Yuerong Sweetland: A question that surfaced during the Q&A session after my plenary presentation was how can assessment and IR professionals be empowered to play important roles in using data to inform decision making? I had an interesting discussion with a Chinese colleague who faced the same kind of challenge. Even though we did not reach any specific conclusions, we agreed that it needs to be addressed through a “community of practice” approach. First and foremost, as IR (and assessment) professionals, we must be powerful storytellers who can help translate data into action plans. Secondly, it takes long-term commitment to generate and sustain culture changes. This requires the effort of an entire institution or a professional association such as AIR and Chinese AIR. Reflecting on what I learned from the conference, I wonder if perhaps a cross-cultural study would be helpful to explore how common challenges can be tackled similarly, as well as differently, across cultures.  

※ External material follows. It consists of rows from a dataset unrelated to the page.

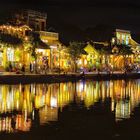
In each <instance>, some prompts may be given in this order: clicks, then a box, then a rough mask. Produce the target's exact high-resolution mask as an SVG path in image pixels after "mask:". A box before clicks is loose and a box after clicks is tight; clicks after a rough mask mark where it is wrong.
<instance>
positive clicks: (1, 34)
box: [0, 33, 23, 45]
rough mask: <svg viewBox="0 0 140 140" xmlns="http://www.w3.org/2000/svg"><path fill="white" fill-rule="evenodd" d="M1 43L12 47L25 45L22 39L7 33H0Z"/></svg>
mask: <svg viewBox="0 0 140 140" xmlns="http://www.w3.org/2000/svg"><path fill="white" fill-rule="evenodd" d="M0 41H1V42H2V43H7V44H10V45H20V44H22V43H23V42H22V39H21V38H19V37H17V36H12V35H11V34H5V33H0Z"/></svg>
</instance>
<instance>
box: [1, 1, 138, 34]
mask: <svg viewBox="0 0 140 140" xmlns="http://www.w3.org/2000/svg"><path fill="white" fill-rule="evenodd" d="M15 8H28V9H36V10H41V11H45V12H47V13H48V26H54V27H55V28H57V27H58V28H59V27H61V28H62V27H63V26H68V25H69V26H73V27H75V28H81V29H86V28H88V27H94V26H96V25H98V24H107V25H113V26H116V27H118V28H123V29H129V30H131V31H132V32H140V1H139V0H48V1H47V0H1V5H0V9H1V11H0V12H1V13H6V12H7V11H9V10H11V9H15Z"/></svg>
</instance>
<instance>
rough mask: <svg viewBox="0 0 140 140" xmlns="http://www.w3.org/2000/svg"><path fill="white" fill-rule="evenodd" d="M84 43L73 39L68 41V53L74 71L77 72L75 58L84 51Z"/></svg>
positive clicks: (83, 51) (76, 64)
mask: <svg viewBox="0 0 140 140" xmlns="http://www.w3.org/2000/svg"><path fill="white" fill-rule="evenodd" d="M84 47H85V43H82V42H77V41H73V42H70V43H69V46H68V53H69V54H70V57H71V60H72V61H73V64H74V72H77V60H78V59H79V58H80V56H81V54H83V53H84Z"/></svg>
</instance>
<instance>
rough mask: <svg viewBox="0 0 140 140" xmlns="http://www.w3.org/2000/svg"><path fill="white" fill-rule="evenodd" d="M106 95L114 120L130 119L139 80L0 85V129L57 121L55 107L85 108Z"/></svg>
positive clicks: (55, 109) (138, 96)
mask: <svg viewBox="0 0 140 140" xmlns="http://www.w3.org/2000/svg"><path fill="white" fill-rule="evenodd" d="M108 98H109V99H110V101H111V103H110V110H111V111H112V112H115V118H116V121H119V120H121V119H127V118H130V115H131V113H132V111H133V110H134V108H135V107H136V106H137V105H138V104H140V80H133V81H127V82H126V81H124V80H120V81H119V80H118V81H100V82H96V81H86V82H85V81H79V82H77V83H71V82H69V83H60V84H59V83H57V84H31V85H0V132H9V133H11V132H15V131H16V132H17V131H29V130H30V129H31V128H32V127H36V126H38V125H45V124H47V123H49V122H51V121H57V120H58V113H59V111H58V110H60V111H61V112H63V108H64V107H65V106H66V105H68V104H69V103H71V102H73V101H75V102H76V103H77V104H80V103H81V102H82V103H84V104H82V106H81V107H87V108H89V107H91V106H93V107H94V104H95V103H96V102H99V101H101V102H104V101H105V100H106V99H108Z"/></svg>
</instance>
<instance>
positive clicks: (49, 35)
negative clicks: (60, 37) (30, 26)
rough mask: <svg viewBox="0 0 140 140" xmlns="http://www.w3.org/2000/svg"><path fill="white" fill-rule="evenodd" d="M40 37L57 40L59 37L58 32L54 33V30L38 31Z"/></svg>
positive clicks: (49, 39) (46, 38)
mask: <svg viewBox="0 0 140 140" xmlns="http://www.w3.org/2000/svg"><path fill="white" fill-rule="evenodd" d="M39 34H40V37H41V38H42V39H43V40H52V41H53V40H54V41H55V40H58V39H59V34H58V33H54V32H45V31H39Z"/></svg>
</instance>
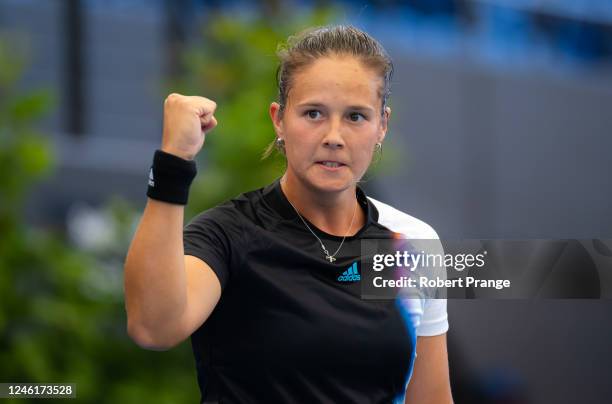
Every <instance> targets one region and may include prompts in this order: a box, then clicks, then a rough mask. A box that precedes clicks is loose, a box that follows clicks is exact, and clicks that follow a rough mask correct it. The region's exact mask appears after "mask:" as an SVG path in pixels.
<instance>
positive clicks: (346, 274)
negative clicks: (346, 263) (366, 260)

Yan Wang: A common theme is that IR has become more and more important to higher education institutions because of the increasing demand of accountability from society, the community, and students. However, it is a long and slow process to build the infrastructure and capacity. Some Chinese higher education institutions are trying to transform their higher education research institutions to be IR offices, and some are trying to increase the IR capacity of their staff in existing functional areas, such as office of the registrar, planning, etc. Still others are proposing to build centralized IR offices.  

The Statement of Aspirational Practice for Institutional Research provides valuable insight into the development of IR as a profession and may help Chinese IR practitioners understand the importance of “building and supporting an institutional research function” that “connotes the institution-wide use of data and analytics, and not just the products of an office of institutional research. It is my hope that the Statement helps Chinese IR professionals focus on building IR functions rather than just IR offices.